La richiesta di questi requisiti generali è rimasta immutata tanto nel 2015 che negli anni precedenti, che per il 2016 e anni futuri.

I tempi per la presentazione della domanda

La richiesta per usufruire dell’assegno di disoccupazione va fatta alle sedi Inps (competenti e non territorialmente) o ai Centri per l’impiego competenti, usando l’apposito modulo Ds21 entro:

  • 68 giorni dall’inizio della disoccupazione;
  • 98 giorni nel caso in cui ci sia stato il licenziamento in tronco.

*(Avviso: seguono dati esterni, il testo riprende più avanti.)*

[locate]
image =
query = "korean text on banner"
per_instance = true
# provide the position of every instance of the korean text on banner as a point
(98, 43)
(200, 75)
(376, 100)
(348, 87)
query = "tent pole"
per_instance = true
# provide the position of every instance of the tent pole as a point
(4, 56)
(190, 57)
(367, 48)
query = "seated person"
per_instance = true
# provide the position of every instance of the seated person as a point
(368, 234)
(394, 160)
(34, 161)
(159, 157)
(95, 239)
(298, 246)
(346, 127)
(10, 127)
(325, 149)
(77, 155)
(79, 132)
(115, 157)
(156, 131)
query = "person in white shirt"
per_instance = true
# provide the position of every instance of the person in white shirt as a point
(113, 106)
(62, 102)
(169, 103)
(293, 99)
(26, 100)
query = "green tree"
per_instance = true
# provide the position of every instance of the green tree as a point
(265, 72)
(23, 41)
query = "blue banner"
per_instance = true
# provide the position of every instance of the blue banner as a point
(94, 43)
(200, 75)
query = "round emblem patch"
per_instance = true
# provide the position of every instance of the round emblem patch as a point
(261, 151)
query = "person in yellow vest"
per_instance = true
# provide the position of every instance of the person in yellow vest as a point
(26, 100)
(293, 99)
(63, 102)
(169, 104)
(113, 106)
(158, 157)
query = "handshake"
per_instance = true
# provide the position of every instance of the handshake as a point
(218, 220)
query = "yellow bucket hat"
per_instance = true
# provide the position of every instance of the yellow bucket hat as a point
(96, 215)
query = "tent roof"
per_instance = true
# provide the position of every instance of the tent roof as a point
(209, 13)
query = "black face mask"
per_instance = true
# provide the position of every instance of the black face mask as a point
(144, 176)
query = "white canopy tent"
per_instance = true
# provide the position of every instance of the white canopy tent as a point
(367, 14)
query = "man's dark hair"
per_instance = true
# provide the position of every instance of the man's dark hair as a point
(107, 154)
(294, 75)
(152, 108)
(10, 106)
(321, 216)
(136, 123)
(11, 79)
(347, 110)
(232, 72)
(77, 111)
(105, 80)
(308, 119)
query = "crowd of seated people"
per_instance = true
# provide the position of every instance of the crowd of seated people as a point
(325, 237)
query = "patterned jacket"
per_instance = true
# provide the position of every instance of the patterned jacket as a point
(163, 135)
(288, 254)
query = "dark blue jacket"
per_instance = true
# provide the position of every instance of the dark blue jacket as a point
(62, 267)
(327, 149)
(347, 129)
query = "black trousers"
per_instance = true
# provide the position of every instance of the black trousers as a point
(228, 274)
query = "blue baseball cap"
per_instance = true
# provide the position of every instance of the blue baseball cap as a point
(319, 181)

Oltre al modulo di richiesta sii devono allegare i documenti obbligatori, ovvero:

  • il modello Ds22 compilato dal datore di lavoro presso il quale si svolgeva l’attività lavorativa;
  • la dichiarazione di iscrizione ai centri di impiego;
  • la dichiarazione per la richiesta delle detrazioni di imposta;
  • (facoltativo) la richiesta del pagamento dell’assegno familiare.

Chi paga e come avviene il pagamento

L’ Inps effettua il pagamento per gli 8 mesi in cui è riconosciuto il diritto all’effettuazione della prestazione (aumentati a 12 mesi per i disoccupati di età superiore ai 50 anni). Il pagamento avviene con:

  • assegno circolare;
  • bonifico;
  • contanti presso un Ufficio Postale.